Художника выдает стиль. Это редчайшее явление в искусстве - художник, у которого есть свой стиль. Он, думается мне, этот стиль, не что иное, как сплав таланта и характера художника, ибо без характера в искусстве, так же как и без таланта, делать нечего. У Шукшина был яркий, самобытный характер, и, конечно же, у него свой стиль. Он пришел в искусство уже зрелым, сложившимся человеком, и стиль его, минуя все стадии становления, заявил о себе с самого начала, как о завершенном литературном явлении. По типу своему Шукшин был человеком хватким, торопливым, какой обычно бывает у тружеников земли перед весенним севом, когда все важно, все надо помнить и сделать в срок. В одном из последних интервью он сетовал на то, что, мол, слишком мало написал, всего-то несколько книжек прозы. Кажется, в нем жило ощущение, что он слишком поздно переступил порог художественного творчества и что ему раньше других суждено будет его покинуть.

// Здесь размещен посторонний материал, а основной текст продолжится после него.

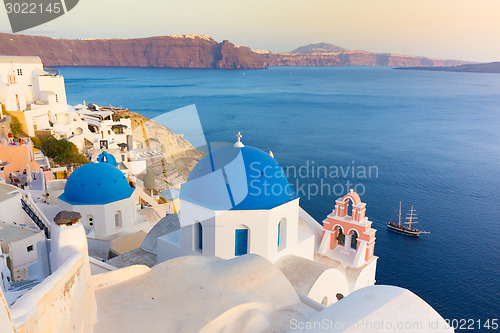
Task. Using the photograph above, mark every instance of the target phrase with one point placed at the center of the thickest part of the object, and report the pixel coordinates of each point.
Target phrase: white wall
(21, 258)
(219, 232)
(63, 302)
(104, 215)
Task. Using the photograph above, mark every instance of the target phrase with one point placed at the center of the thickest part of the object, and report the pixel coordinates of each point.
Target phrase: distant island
(193, 51)
(491, 67)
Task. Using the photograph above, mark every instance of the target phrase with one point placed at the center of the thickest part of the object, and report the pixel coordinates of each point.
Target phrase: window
(281, 234)
(118, 219)
(354, 241)
(241, 241)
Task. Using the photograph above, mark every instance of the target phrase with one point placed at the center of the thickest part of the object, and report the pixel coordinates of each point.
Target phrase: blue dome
(232, 178)
(96, 184)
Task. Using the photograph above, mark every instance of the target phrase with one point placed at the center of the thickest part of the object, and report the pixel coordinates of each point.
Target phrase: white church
(237, 200)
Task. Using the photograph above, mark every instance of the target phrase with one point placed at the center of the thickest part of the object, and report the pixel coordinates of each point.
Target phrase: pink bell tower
(340, 230)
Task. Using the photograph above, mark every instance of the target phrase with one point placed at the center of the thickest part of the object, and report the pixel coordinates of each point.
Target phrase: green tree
(15, 125)
(62, 151)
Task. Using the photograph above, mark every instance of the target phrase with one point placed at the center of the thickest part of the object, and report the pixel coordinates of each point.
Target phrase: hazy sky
(453, 29)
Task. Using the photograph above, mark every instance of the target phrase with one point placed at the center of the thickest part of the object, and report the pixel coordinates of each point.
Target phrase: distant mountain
(490, 67)
(318, 48)
(193, 51)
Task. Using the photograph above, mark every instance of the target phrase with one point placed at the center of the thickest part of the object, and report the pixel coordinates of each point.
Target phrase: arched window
(241, 244)
(198, 236)
(354, 240)
(118, 219)
(340, 237)
(282, 234)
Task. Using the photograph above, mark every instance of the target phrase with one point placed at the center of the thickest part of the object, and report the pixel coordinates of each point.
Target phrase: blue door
(241, 242)
(200, 236)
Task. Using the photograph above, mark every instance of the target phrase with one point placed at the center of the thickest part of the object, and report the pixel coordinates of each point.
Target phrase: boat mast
(410, 217)
(399, 214)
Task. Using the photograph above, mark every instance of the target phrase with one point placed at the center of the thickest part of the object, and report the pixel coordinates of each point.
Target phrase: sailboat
(401, 228)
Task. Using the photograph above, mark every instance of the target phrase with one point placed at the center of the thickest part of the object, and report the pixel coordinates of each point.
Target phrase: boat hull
(403, 230)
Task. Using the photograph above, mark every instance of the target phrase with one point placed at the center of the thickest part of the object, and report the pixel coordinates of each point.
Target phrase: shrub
(62, 151)
(16, 127)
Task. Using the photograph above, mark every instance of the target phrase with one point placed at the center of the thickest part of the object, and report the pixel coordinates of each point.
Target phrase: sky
(449, 29)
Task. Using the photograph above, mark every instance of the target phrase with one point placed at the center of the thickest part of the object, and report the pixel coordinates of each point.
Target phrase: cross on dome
(238, 143)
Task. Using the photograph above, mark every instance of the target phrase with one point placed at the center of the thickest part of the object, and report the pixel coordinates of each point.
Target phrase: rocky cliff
(193, 51)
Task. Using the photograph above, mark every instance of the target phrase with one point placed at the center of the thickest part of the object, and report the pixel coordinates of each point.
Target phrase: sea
(430, 140)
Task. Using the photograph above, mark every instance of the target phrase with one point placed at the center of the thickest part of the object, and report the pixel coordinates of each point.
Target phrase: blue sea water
(432, 140)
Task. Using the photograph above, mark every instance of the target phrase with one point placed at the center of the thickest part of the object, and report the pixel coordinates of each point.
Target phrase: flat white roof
(7, 192)
(20, 59)
(12, 233)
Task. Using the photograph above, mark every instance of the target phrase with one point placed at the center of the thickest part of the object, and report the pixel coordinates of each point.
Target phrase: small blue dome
(233, 178)
(104, 157)
(96, 184)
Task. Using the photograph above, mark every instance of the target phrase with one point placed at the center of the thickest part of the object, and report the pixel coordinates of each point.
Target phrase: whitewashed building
(101, 193)
(237, 200)
(37, 97)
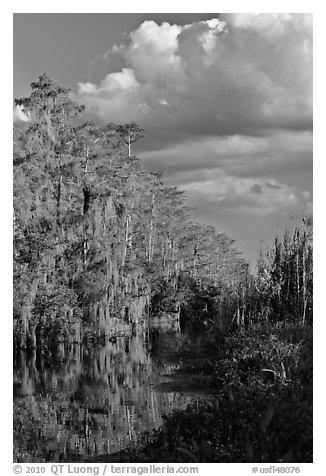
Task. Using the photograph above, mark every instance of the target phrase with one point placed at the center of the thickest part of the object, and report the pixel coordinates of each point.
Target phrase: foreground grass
(262, 411)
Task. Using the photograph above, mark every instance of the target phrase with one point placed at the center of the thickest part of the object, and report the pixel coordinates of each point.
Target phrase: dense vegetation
(98, 240)
(101, 245)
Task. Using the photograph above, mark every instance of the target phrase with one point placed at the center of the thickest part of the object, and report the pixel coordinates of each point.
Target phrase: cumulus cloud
(226, 104)
(19, 115)
(243, 195)
(234, 74)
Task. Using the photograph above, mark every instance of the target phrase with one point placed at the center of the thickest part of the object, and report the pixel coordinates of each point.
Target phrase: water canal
(86, 401)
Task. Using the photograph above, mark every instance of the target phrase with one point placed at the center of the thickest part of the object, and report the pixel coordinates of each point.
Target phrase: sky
(225, 100)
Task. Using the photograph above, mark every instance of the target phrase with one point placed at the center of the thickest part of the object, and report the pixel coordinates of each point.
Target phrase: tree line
(97, 238)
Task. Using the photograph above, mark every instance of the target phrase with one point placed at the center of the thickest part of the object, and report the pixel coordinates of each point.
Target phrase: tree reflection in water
(86, 401)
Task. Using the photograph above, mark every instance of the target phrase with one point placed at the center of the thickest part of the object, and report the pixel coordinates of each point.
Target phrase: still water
(86, 401)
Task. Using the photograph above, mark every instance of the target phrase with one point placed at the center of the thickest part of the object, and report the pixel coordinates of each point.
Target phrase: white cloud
(236, 74)
(247, 195)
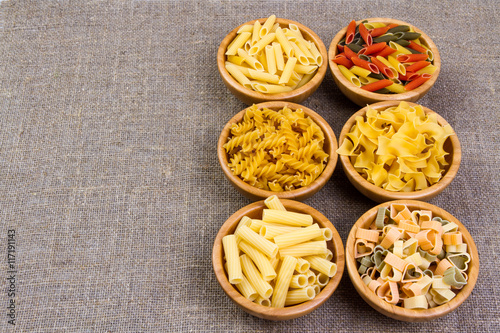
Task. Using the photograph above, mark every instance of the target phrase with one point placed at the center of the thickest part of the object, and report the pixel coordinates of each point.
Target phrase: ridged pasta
(276, 150)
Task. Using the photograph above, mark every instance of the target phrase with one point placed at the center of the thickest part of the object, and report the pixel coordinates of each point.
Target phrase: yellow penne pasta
(238, 75)
(263, 288)
(322, 265)
(287, 218)
(270, 59)
(266, 27)
(265, 246)
(260, 260)
(305, 249)
(296, 296)
(238, 43)
(234, 272)
(283, 281)
(298, 236)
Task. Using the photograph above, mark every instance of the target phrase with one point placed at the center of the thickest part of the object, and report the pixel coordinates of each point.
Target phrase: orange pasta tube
(412, 57)
(377, 85)
(418, 81)
(386, 51)
(374, 48)
(365, 34)
(351, 31)
(341, 59)
(365, 64)
(383, 68)
(417, 66)
(416, 47)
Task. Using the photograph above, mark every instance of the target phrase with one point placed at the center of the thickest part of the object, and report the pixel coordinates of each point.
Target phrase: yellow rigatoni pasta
(273, 202)
(265, 246)
(283, 281)
(260, 260)
(234, 272)
(305, 249)
(263, 288)
(322, 265)
(299, 236)
(296, 296)
(287, 218)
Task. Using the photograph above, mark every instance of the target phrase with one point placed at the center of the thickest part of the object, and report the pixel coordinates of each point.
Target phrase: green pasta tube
(385, 38)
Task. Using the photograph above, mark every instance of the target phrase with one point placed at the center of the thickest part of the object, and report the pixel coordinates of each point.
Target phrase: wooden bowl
(362, 97)
(378, 194)
(397, 312)
(249, 96)
(254, 193)
(254, 210)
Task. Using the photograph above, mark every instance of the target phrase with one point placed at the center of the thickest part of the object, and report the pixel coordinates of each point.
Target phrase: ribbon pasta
(399, 149)
(412, 270)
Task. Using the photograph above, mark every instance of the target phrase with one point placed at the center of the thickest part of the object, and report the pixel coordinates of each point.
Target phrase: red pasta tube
(341, 59)
(349, 53)
(417, 82)
(417, 47)
(383, 68)
(377, 85)
(412, 57)
(375, 32)
(351, 31)
(365, 64)
(409, 76)
(386, 51)
(374, 48)
(417, 66)
(365, 34)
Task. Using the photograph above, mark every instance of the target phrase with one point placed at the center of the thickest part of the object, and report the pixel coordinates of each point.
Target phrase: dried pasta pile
(411, 258)
(270, 59)
(399, 149)
(280, 260)
(276, 150)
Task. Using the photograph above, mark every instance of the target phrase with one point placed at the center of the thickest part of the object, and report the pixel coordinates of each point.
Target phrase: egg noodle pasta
(411, 269)
(399, 149)
(279, 279)
(273, 50)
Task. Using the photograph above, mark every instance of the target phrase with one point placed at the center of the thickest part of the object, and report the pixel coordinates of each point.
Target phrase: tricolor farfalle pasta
(295, 274)
(413, 269)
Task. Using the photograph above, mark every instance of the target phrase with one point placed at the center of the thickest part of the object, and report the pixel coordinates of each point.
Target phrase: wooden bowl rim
(397, 312)
(289, 312)
(384, 195)
(410, 95)
(296, 194)
(258, 96)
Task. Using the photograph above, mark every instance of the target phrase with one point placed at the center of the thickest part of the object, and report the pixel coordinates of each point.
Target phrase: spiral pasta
(276, 150)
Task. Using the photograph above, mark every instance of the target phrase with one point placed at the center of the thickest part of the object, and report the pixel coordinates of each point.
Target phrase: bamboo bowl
(249, 96)
(397, 312)
(362, 97)
(254, 210)
(300, 194)
(378, 194)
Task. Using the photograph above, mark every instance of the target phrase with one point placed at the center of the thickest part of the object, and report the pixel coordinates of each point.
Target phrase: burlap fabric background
(109, 118)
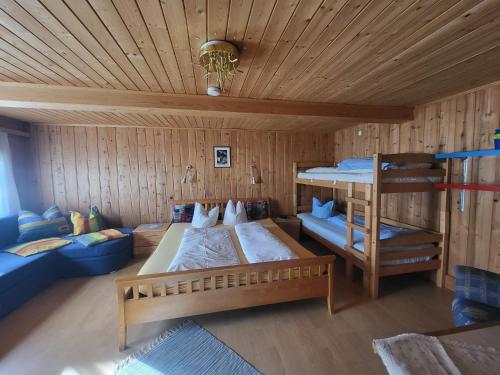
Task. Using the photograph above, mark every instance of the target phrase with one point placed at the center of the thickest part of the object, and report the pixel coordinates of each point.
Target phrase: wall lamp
(186, 174)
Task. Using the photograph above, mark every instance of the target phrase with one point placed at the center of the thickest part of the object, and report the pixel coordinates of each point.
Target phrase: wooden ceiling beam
(34, 96)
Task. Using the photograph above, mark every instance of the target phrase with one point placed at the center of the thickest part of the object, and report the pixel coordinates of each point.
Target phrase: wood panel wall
(22, 160)
(463, 122)
(130, 173)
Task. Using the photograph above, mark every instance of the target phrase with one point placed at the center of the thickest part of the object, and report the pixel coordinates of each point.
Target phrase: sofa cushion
(39, 246)
(466, 312)
(78, 250)
(34, 227)
(14, 269)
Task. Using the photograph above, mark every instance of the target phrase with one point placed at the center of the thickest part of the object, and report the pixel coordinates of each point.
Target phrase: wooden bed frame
(367, 196)
(180, 294)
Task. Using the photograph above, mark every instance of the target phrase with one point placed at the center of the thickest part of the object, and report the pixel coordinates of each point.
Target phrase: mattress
(364, 176)
(334, 231)
(161, 259)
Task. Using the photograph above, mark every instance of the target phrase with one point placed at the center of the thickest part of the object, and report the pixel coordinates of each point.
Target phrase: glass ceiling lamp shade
(220, 60)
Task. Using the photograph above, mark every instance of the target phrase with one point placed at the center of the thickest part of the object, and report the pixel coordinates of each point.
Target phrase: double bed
(155, 294)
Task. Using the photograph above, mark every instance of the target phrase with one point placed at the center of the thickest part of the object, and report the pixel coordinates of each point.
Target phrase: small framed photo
(222, 157)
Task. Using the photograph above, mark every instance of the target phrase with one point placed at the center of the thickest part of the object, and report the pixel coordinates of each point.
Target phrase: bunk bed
(155, 295)
(413, 249)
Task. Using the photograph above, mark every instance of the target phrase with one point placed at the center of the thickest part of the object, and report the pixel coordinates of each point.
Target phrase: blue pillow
(34, 227)
(358, 163)
(322, 211)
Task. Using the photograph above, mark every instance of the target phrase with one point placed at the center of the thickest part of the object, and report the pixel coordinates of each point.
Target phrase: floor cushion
(467, 312)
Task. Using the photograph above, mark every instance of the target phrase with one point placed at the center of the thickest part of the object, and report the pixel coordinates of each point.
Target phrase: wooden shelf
(468, 154)
(495, 188)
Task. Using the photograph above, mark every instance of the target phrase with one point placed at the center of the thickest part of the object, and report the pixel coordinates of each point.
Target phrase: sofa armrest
(477, 285)
(9, 231)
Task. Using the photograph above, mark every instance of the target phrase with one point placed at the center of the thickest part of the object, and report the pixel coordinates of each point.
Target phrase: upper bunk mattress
(364, 176)
(335, 230)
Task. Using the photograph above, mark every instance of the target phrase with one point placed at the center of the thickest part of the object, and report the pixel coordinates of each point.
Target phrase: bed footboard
(171, 295)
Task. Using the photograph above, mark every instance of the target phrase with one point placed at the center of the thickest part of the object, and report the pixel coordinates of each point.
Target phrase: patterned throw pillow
(82, 224)
(182, 213)
(257, 210)
(35, 247)
(33, 227)
(95, 238)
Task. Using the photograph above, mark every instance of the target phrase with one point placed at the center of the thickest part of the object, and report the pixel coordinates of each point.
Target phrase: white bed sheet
(260, 245)
(335, 232)
(204, 248)
(364, 176)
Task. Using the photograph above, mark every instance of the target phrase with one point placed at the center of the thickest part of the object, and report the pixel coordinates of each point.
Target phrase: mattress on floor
(335, 232)
(364, 176)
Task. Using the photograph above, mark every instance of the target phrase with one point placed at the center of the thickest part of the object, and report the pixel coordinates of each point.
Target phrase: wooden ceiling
(379, 52)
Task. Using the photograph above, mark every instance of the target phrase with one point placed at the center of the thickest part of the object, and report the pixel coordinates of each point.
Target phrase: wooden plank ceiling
(379, 52)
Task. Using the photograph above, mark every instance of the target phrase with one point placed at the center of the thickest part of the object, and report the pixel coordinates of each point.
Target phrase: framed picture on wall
(222, 157)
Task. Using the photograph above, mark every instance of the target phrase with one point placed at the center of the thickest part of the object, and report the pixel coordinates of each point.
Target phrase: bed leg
(348, 268)
(366, 282)
(122, 338)
(329, 300)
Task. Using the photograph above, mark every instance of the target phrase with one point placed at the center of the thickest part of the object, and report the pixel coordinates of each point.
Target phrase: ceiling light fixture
(220, 60)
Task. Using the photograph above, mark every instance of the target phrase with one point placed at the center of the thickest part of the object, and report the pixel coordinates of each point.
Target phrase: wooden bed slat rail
(408, 268)
(396, 255)
(398, 173)
(413, 239)
(389, 187)
(178, 294)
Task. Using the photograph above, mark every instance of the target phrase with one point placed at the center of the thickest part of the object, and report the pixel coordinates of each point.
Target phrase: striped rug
(186, 349)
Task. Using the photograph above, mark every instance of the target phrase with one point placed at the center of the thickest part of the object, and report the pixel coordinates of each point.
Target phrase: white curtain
(9, 198)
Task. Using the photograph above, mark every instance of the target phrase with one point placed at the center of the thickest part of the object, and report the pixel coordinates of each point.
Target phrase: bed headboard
(210, 203)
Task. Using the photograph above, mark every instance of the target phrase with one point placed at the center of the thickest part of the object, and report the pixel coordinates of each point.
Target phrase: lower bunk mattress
(334, 230)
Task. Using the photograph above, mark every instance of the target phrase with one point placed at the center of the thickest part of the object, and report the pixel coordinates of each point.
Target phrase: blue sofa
(22, 277)
(477, 296)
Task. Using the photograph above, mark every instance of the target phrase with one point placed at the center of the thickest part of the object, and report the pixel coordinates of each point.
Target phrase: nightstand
(290, 225)
(147, 237)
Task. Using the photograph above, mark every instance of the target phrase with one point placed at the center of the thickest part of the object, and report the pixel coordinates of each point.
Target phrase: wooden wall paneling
(134, 174)
(70, 172)
(151, 173)
(200, 170)
(55, 145)
(143, 175)
(107, 170)
(124, 175)
(130, 173)
(160, 198)
(93, 165)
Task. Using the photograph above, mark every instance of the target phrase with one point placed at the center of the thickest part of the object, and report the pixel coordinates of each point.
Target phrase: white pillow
(233, 216)
(203, 220)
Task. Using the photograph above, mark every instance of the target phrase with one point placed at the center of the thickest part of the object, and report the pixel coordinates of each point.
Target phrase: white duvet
(260, 245)
(204, 248)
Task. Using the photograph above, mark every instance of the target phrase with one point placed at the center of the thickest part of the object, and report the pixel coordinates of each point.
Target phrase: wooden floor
(70, 328)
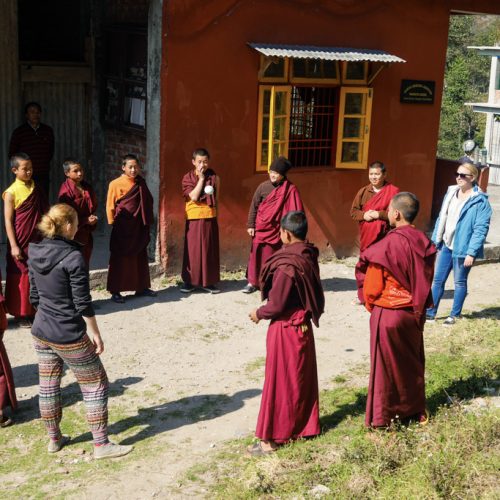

Этим, думается мне, объясняется и некоторая его замкнутость, некоторая излишняя категоричность в суждениях и поступках.
Где-то мне довелось прочесть мимолетное, но очень меткое суждение о сельских парнях, которые, в пору своей первой молодости, опьяненные только что нарождающейся силой и ловкостью, готовы буквально на все, лишь бы доказать всему миру и самим себе, что они могут почти все. Они сгорают на бегу, на лету, на полуслове, и как важно, чтобы в эти трудные минуты жизни рядом был кто-нибудь из односельчан, наделенный рассудительностью и разумной долей философского скепсиса.
Шукшин кинулся в пучину нашей художественной жизни, поставив перед собой не то что непосильные, а изначально невыполнимые задачи. В годы, когда многотомные эпопеи заняли ведущее место в прозе, Шукшин возобновляет демократические традиции русской новеллистики. На каждый ход томом в восемьсот страниц он отвечал рассказом в десять-двенадцать страничек и, как ни странно, выигрывал и часто одним-единственным рассказом.
В годы, когда пустые замыслы кинолент летали, как бабочки, из кинотеатра в кинотеатр, Шукшин решился ставить фильмы, которые бы трещали от соков окружающей, неприглаженной действительности. В годы, когда мало-мальски одаренные актеры снимались почти одновременно на всех киностудиях страны и подписывали контракты, едва пролистав сценарий, Шукшин болезненно, подолгу обдумывал каждое предложение, и его роли в чужих фильмах поражают своей отточенностью и тем, насколько тонко продолжал он в чужих фильмах свою собственную тему, не нарушая при этом чужой замысел.
Ему хотелось вернуть литературе скупость честного непорочного слова; ему хотелось вернуть актерскому мастерству его гражданскую основу; ему хотелось отучить съемочную камеру от смазливых личиков, привив ей вкус к грубым, но прекрасным в своей первозданности людям труда, - видит бог, задача эта непосильна не то что для одного человека, она, может статься, непосильна для целого поколения.